When the rotation range of the depression / elevation angle is narrow, the guide groove 8 may have a length corresponding to it, and a bearing for friction reduction may be used for the angular sliding portion, or a part of the large bevel gear may be thickened. It may be used as meat instead of the weight 11. Further, instead of directly fixing the guide pin 6 to the sub-reflecting mirror 3, the moving force by the guide groove 8 can be amplified and converted into the force for moving the sub-reflecting mirror 3 via the link mechanism.

(Effects of the Invention) As described above, according to the sub-reflector supporting device of the present invention, the sub-reflector is displaced due to its own weight without requiring a power source or an electric control circuit.

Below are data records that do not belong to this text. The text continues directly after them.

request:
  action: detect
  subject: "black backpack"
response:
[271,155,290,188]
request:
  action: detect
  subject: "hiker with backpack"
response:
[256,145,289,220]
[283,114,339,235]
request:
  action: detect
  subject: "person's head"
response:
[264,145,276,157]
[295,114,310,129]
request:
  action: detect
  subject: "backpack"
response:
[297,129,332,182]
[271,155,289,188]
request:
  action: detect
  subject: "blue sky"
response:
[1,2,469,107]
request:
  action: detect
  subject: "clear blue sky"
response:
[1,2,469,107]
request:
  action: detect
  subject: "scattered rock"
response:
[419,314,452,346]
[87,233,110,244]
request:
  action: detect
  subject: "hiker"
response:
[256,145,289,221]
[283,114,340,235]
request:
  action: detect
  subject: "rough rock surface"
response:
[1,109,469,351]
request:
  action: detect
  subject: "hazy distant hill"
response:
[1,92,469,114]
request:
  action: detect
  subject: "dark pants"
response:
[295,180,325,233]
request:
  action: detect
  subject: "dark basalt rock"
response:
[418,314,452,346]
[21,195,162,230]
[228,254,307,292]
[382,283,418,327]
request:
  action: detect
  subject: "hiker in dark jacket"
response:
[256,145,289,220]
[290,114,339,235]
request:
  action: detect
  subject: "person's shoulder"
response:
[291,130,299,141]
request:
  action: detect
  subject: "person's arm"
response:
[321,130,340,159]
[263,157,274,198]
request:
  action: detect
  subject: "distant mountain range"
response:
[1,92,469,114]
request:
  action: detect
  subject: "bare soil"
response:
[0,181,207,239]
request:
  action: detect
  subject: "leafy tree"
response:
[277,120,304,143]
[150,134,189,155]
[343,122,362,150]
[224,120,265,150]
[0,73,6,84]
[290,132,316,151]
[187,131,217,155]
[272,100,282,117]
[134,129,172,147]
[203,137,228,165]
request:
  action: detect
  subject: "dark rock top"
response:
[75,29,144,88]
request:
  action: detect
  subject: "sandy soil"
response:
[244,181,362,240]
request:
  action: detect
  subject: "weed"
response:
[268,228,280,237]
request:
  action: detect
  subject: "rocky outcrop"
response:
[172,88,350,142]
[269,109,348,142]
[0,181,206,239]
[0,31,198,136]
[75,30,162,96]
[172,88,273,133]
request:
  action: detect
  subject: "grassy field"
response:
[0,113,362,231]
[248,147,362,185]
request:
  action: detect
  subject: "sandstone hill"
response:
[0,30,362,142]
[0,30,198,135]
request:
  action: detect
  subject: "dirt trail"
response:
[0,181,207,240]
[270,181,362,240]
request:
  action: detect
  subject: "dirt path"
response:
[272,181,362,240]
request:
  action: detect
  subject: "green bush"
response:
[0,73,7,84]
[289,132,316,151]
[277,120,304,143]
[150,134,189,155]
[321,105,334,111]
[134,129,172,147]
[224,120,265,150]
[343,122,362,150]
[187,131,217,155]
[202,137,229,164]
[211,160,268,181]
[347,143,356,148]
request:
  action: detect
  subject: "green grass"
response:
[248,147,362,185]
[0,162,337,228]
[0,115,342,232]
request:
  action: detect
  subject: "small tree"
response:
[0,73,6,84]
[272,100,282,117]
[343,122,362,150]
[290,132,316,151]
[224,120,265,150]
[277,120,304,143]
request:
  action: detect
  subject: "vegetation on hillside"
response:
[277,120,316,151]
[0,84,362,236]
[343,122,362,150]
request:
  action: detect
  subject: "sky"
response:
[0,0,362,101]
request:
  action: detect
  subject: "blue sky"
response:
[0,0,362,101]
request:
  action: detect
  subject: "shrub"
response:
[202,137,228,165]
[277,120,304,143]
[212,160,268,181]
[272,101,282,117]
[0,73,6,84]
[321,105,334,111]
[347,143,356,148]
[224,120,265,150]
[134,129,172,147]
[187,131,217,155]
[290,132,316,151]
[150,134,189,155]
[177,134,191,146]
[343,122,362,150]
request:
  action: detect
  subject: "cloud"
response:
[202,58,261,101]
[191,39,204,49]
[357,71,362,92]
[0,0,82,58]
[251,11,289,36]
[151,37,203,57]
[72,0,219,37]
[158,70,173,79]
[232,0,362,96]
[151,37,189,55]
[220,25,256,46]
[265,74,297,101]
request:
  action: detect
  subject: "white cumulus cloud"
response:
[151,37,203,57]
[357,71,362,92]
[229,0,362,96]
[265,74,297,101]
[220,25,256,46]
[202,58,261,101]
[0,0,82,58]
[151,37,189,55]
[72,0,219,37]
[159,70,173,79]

It is possible to correct in a direction parallel to the base at any angle of depression and elevation, and it is possible to improve the characteristics of the antenna.

[Brief description of drawings]

FIG. 1 is a partially broken cross-sectional view showing a sub-reflecting mirror supporting device according to an embodiment of the present invention, and FIG. 2 is a plan view showing a disc-shaped cam of the sub-reflecting mirror supporting device of FIG. 1 ... Support pillar, 2 ... Base, 3 ... Sub-reflector, 4 ...
Guide hole, 5 ... Slider part, 6 ... Guide pin, 7 ...
… Disk cam, 8… Guide groove, 9… Small bevel gear, 10…
… Large bevel gear, 11 …… Weight, 12 …… Shaft support member, 13,1
6 ... axis, 14 ... arm, 15 ... pin.

Claims (1)

[Scope of utility model registration request] 1. A support column fixed to a main reflecting mirror, a sub-reflecting mirror for reflecting radio waves emitted from a radiator toward the main reflecting mirror, and a horizontal shaft fixed to the main reflecting mirror. A large bevel gear that is rotatably supported, a small bevel gear that meshes with the large bevel gear, and a disc-shaped cam that moves the shaft of the sub-reflecting mirror according to the rotation of the small bevel gear. Is provided on the support column, a shaft support member for rotatably supporting the shaft of the large bevel gear is provided at the base, and a weight is attached to the large cam gear at a position biased with respect to the shaft of the large cam gear. Is provided, the disc-shaped cam has a spiral guide groove, the guide pin is provided upright on the rear surface of the sub-reflecting mirror, and the guide pin is loosely inserted in the guide groove. Slide along the guide groove according to the rotation of the board cam. When the guide pin is moved and the guide pin slides along the guide groove, the base has a guide hole for sliding the sub-reflecting mirror in accordance with the movement of the guide pin, and the shaft of the small bevel gear. The sub-reflecting mirror support device is erected coaxially with the center of rotation of the disc-shaped cam.